Optical properties of Solids. Macroscopic Maxwell equations: conductivity and dielectric tensors, polarization and currents. Microscopic interpretation. Simple models: metals and insulators. Multiband transitions. Examples. Hamiltonians for light-matter interaction. Time-dependent evolution of a periodic system under electric fields. Absorption and reflectivity.
Multiscale methods. Current difficulties in solid-state calculations. Scaling in the construction of the Hamiltonian of different methods. Scaling in diagonalization. Construction of sparse Hamiltonian matrix. Linear scaling techniques. Metals, insulators and the Fermi energy. Force fields in solid state. QM/MM and combination of force-fields and electronic structure codes. Applications: Excitons and polarons.
Ab initio simulation of the structure, thermodynamic properties and reactivity in surfaces. Computational models in Surface Science. Structure of surfaces: Tasker's classification of ionic surfaces. Relaxation, rumpling, and reconstruction of surfaces. Surface energies. Surface defects: O vacancies in metal oxides. Adsorption at surfaces. Case studies: organic molecules and transition metal atoms at oxide surfaces. Reactivity at surfaces: organic molecules at simple surfaces. Role of point defects.

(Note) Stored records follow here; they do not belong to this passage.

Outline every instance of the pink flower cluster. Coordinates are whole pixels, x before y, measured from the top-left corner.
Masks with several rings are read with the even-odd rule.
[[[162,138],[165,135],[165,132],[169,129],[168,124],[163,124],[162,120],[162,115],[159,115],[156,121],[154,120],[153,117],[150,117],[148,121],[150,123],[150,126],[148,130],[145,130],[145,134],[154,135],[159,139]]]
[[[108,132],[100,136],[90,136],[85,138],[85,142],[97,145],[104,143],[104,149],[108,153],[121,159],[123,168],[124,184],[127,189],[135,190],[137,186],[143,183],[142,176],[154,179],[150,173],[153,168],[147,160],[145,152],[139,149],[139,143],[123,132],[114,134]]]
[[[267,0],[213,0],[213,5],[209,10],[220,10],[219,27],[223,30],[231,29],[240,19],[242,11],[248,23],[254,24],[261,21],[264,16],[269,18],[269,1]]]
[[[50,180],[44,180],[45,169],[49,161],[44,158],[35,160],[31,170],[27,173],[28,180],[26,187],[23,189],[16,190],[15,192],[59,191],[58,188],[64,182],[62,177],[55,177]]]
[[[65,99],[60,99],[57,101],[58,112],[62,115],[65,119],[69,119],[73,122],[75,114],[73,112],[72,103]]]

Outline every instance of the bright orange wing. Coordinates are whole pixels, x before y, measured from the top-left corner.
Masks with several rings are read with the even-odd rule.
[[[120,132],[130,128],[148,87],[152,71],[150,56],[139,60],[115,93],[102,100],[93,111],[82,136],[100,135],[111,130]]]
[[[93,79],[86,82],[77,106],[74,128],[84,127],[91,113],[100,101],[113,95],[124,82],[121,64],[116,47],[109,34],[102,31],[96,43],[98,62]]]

Chemical bonding and microscopic approach. Topologies of scalar fields in crystals. Electron density, electron localization function and reduced density gradient chemical functions. Chemical origin of compressibility. Chemical bonding reconstruction along a phase transition
Magnetic interactions in Molecules and Solids: Basic concepts and Spin Hamiltonians. Spin Hamiltonians. Effective Hamiltonian theory. Magnetism in condensed matter. Spin waves for ferromagnets. Antiferromagnetic lattices. Electron transport. Quantum Chemical approach to solid state magnetism. Four center interactions in cuprates. Magnetic anisotropy, Double exchange and spin wave theory.